A simple linear regression machine learning program

Download this project as a .zip file Download this project as a tar.gz file

linear-regression

A simple linear regression machine learning program, written in Python 3.4.1

Dependencies

Numpy: http://www.numpy.org/
Docopt: http://www.docopt.org/

You should not have to install these manually if you follow the instructions under 'Installation'.

Installation

Click the download tar.gz or download .zip button at the top-right of this page. Extract the files within to somewhere you can find.
Install setuptools
In a command prompt, navigate to where you extracted the tar.gz or .zip on your computer. You should see setup.py.
Run

> python setup.py install
# do not use 'pip install .', this is just a script

You should now be able to run 'regress.py' directly

Training Sets and Testing Sets

regress.py will use the training set to learn a weight matrix that it will apply to the attributes of each entry in the testing set to predict that entry's category. It will compare its prediction to the actual category and see if its prediction is correct. After all entries are processed, it will report its overall accuracy.

The training set must contain at least one example of every category present in the testing set.

Data Format

Delimiter separated numbers (as specified with the --delimiter flag. defaults to a comma), with category being the first number. For example, with 3 categories, you can represent each category as 1 2 or 3. Each entry should be on a new line.

Category must be an integer.
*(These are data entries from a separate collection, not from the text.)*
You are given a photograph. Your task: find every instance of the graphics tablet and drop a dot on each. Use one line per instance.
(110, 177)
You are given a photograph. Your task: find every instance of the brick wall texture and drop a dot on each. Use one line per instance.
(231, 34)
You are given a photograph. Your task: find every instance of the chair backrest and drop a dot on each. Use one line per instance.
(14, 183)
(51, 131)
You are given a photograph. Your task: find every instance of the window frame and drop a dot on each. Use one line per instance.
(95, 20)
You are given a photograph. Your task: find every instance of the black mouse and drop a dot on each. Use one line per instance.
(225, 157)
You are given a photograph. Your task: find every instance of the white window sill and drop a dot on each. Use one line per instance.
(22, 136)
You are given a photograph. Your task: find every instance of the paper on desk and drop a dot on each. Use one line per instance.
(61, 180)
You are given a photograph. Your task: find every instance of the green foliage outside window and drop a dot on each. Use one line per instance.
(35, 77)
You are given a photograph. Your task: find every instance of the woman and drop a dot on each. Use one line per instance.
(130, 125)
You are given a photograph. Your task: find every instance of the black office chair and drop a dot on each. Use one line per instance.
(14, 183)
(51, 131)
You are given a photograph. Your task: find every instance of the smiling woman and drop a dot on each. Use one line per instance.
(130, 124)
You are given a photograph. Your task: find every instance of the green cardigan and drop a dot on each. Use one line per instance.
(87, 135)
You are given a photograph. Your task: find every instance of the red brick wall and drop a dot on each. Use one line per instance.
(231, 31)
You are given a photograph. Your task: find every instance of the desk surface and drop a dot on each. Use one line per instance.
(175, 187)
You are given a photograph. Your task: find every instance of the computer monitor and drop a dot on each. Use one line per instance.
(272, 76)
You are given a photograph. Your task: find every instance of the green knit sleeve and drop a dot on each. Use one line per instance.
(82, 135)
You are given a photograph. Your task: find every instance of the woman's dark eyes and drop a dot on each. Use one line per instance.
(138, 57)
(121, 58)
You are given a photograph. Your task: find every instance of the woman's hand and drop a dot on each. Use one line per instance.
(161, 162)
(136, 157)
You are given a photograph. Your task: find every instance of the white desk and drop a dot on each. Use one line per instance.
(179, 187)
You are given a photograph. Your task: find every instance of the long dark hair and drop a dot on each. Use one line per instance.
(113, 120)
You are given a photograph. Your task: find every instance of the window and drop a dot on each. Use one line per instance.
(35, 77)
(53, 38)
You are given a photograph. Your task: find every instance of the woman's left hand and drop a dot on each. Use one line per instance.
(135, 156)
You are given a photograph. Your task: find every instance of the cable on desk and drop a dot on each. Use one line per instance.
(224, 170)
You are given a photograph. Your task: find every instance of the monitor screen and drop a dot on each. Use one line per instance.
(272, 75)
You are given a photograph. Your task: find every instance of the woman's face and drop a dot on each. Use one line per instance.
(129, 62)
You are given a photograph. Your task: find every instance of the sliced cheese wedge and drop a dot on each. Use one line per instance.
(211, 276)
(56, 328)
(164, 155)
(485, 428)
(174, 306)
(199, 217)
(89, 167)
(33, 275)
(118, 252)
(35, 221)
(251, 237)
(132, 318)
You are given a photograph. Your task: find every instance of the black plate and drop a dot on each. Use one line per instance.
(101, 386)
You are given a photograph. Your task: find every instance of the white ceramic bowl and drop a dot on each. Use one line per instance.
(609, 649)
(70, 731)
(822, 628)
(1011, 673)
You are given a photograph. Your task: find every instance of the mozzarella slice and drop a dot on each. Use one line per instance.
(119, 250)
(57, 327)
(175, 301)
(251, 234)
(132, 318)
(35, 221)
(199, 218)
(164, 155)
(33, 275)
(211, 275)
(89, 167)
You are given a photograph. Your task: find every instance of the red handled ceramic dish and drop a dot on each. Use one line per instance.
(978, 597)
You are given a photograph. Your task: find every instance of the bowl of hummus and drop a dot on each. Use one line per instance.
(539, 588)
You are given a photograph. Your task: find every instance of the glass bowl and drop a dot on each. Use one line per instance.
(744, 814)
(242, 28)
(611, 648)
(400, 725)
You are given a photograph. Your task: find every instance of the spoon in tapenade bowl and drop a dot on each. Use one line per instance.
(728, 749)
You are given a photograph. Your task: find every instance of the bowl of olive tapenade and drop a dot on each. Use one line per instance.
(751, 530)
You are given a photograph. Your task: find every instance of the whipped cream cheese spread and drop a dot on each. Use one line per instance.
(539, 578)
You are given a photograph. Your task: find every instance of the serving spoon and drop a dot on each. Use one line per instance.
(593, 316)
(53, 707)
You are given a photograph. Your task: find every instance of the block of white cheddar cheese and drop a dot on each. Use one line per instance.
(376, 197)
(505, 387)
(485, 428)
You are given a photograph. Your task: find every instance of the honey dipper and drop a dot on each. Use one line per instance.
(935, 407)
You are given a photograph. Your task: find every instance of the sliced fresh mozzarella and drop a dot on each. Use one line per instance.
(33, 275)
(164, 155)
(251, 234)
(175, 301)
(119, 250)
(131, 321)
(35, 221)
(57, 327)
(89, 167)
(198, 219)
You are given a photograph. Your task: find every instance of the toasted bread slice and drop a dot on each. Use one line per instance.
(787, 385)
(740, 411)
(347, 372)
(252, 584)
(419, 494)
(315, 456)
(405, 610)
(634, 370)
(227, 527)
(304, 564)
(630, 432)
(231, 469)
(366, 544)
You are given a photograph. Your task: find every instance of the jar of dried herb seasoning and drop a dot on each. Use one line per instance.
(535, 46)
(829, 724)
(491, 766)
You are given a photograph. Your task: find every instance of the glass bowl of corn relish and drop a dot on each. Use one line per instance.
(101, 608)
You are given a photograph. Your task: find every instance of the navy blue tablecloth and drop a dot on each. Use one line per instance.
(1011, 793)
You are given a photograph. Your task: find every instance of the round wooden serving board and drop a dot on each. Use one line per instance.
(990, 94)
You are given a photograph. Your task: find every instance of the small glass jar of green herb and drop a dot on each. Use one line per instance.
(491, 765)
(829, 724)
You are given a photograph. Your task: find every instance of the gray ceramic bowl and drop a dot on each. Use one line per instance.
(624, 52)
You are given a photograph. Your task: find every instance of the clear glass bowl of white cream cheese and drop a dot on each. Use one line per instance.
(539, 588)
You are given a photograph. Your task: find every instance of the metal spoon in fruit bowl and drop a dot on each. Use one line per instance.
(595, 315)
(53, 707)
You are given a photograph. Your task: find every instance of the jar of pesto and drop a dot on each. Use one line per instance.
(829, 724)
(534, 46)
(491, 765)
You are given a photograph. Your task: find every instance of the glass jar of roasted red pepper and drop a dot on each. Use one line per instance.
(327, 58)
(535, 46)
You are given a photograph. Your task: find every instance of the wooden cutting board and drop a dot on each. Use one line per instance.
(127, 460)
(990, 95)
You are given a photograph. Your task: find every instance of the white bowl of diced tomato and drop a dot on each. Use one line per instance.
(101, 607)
Categories should be in sequence, though they do not have to start from 1.

The following data

1,5.1,3.5,1.4,0.2
2,3.1,1.5,2.4,0.4

represents two entries, the first of category 1 and the second of category 2.

Example data are in the data/iris and data/wine folders.

Entries with a different number of attributes than the maximum in the training dataset are ignored. For example,

Training

1,5.1,3.5,1.4
1,5.1,3.5,1.4,0.2
2,3.1,1.5,2.4

Testing

1,5.7,4.4,1.5
1,5.4,3.9,1.3,0.4
1,5.1,3.5,1.4,0.3,0.7

will be interpreted as

Training

1,5.1,3.5,1.4,0.2

Testing

1,5.4,3.9,1.3,0.4

Example Usage

> regress.py TRAINING_SET TESTING_SET
Results:  correct/total
Accuracy: n%

> regress.py TRAINING_SET TESTING_SET --weight
W =
[[W1]
 [W2]
  .
  .
  .
 [Wm]]
Results:  correct/total
Accuracy: n%

> regress.py TRAINING_SET TESTING_SET --verbose
Category 1: correct/total, %
Category 2: correct/total, %
.
.
.
Category N: correct/total, %
Results:  correct/total
Accuracy: n%

> regress.py TRAINING_SET TESTING_SET --delimiter=" : "
Results:  correct/total
Accuracy: n%

--delimiter=" : " means your data looks like

1 : 0.7 : 0.9 : 2.5

--delimiter=, means your data looks like

1,0.7,0.9,2.5